AWS Lambda MicroVMs exist to solve the challenges of running user-generated code securely and efficiently. By leveraging lightweight virtualization technology called Firecracker, these MicroVMs provide isolated, stateful execution environments. This means you can run code without worrying about interference from other processes, making it ideal for multi-tenant applications or scenarios where security is paramount.

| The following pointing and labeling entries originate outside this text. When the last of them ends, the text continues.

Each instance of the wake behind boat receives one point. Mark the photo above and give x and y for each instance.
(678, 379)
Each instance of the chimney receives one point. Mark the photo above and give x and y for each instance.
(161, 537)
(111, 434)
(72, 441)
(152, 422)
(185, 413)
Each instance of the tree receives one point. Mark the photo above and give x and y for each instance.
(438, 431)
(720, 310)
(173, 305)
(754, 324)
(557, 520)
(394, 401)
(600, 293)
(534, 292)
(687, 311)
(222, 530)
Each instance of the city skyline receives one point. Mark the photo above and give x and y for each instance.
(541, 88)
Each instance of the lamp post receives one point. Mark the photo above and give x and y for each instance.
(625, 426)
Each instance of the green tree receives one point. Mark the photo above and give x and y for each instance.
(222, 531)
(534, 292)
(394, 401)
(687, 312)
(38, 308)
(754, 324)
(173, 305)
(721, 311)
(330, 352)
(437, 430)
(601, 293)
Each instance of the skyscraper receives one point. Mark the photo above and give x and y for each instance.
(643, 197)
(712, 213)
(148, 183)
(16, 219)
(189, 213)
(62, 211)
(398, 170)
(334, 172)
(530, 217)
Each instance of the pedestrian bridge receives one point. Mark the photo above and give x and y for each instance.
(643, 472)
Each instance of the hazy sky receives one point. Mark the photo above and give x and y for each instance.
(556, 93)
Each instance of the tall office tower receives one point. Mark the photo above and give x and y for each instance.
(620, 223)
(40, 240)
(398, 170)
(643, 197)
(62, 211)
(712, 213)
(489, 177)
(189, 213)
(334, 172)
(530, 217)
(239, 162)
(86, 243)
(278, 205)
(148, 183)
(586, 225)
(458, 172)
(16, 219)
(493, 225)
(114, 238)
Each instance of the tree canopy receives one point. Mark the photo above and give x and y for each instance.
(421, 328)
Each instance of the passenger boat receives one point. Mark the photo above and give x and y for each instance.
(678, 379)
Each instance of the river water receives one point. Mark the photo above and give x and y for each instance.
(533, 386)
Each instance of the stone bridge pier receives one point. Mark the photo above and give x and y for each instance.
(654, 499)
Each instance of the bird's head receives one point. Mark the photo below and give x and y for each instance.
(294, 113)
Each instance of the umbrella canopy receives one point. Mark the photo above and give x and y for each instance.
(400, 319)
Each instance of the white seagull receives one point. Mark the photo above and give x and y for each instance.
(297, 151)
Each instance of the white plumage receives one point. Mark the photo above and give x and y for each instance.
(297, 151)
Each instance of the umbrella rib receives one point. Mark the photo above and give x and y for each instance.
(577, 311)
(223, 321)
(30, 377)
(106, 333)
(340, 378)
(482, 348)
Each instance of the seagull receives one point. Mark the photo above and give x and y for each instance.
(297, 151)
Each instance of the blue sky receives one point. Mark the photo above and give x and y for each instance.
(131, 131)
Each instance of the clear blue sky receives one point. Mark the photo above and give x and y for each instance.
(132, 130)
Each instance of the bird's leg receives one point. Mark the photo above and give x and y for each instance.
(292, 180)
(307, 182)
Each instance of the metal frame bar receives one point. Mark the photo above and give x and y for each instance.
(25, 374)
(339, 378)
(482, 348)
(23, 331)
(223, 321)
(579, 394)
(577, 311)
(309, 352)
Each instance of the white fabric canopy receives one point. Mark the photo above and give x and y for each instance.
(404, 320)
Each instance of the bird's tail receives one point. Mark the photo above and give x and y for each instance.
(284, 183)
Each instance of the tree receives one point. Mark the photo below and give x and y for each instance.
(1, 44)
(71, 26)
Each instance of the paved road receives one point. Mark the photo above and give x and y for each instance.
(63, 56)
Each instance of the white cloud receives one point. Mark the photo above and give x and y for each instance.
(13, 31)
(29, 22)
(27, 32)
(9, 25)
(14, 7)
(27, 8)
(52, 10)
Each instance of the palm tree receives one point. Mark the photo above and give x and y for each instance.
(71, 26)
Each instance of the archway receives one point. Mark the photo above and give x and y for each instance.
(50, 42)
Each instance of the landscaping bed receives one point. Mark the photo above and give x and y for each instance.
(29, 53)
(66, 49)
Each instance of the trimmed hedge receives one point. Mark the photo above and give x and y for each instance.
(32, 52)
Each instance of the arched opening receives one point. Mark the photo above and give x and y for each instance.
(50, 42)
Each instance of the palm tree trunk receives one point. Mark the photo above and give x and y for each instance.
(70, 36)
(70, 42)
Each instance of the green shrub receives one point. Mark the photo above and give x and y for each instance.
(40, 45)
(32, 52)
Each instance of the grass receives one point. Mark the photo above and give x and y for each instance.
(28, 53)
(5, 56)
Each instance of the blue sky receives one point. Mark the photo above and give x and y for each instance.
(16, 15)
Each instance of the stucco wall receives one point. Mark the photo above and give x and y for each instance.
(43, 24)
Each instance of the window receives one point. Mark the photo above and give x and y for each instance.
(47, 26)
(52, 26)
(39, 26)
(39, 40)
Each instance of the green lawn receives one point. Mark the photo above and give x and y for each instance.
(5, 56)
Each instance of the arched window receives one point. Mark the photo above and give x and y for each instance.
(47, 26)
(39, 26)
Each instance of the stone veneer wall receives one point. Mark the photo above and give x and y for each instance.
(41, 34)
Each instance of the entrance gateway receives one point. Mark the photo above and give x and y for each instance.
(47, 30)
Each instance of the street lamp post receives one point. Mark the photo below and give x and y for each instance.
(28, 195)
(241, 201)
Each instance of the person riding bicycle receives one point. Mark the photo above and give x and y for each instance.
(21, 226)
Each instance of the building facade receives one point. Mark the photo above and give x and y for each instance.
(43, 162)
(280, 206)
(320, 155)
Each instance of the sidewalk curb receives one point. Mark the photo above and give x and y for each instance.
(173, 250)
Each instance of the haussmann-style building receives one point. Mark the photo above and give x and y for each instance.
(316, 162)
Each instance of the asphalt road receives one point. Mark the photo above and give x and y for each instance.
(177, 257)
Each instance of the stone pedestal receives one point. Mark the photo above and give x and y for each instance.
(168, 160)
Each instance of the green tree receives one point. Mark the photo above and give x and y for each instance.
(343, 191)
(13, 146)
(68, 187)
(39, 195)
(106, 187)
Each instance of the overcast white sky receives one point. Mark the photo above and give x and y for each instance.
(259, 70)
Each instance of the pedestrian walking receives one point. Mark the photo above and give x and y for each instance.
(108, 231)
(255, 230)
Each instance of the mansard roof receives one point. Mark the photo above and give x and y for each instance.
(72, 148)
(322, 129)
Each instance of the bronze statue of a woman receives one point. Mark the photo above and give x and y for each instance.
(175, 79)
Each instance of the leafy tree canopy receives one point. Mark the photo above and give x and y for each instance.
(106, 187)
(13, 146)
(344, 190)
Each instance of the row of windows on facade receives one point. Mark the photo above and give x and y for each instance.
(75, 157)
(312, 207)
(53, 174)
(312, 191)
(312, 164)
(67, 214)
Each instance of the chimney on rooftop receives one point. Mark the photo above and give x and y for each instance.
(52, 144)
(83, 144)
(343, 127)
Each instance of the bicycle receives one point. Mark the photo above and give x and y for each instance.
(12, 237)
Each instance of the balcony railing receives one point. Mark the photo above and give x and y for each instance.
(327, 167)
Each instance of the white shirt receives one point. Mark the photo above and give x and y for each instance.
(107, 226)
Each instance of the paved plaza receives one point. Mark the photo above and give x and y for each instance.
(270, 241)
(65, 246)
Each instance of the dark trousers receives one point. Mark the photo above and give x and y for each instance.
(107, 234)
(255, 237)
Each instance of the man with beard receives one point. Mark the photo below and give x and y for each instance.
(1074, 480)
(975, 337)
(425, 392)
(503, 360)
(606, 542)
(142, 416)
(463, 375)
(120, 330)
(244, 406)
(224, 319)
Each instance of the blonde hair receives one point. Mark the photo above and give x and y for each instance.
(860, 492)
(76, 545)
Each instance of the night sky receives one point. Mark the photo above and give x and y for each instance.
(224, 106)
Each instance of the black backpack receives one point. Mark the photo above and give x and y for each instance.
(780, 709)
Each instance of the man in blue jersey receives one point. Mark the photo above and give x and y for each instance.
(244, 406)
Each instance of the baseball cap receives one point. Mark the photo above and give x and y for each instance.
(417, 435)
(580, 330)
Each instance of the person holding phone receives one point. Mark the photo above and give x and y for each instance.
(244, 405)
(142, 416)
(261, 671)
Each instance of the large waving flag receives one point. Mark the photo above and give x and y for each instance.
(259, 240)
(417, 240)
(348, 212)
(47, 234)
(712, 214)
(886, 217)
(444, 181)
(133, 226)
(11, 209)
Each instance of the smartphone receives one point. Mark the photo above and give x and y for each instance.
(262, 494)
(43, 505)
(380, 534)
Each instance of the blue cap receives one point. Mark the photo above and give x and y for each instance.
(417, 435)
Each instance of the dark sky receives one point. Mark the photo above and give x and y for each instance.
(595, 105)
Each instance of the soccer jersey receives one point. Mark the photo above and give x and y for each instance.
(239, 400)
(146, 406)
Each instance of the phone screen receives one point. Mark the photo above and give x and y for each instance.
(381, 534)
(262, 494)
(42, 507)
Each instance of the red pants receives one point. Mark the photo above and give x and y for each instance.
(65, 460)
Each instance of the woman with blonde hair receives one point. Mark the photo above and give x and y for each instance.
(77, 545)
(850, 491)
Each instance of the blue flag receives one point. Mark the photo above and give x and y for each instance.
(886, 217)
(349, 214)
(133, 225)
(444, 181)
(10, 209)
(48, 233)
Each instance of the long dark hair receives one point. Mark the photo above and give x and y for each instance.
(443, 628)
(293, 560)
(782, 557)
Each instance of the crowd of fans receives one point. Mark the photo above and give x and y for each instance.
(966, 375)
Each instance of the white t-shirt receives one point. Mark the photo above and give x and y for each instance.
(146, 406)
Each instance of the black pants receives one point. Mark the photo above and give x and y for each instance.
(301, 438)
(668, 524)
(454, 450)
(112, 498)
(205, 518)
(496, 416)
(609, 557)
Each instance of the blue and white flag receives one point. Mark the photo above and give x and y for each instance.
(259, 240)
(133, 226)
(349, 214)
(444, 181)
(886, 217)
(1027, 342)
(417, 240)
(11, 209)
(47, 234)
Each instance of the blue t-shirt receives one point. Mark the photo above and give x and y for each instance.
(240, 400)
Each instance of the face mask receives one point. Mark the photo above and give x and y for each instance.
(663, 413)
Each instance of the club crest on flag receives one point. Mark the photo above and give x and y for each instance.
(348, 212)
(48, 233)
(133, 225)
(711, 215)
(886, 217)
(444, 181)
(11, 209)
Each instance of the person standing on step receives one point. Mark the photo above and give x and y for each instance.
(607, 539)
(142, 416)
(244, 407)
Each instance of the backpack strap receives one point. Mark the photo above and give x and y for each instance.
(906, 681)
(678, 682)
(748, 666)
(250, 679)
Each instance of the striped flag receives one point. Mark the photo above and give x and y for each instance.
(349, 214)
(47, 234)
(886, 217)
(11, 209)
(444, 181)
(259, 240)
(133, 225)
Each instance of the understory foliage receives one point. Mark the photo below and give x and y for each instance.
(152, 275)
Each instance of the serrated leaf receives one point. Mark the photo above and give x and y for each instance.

The core of how Lambda MicroVMs work lies in three key capabilities: virtual machine level isolation, rapid launch and resume from pre-initialized snapshots, and stateful execution. The MicroVM retains memory, disk, and running processes across user sessions, allowing for a seamless experience. You can configure parameters like maxIdleDurationSeconds, which controls how long a MicroVM can remain idle before suspension, and autoResumeEnabled, which determines if it should automatically resume on the next request. This flexibility allows you to optimize resource usage while maintaining performance.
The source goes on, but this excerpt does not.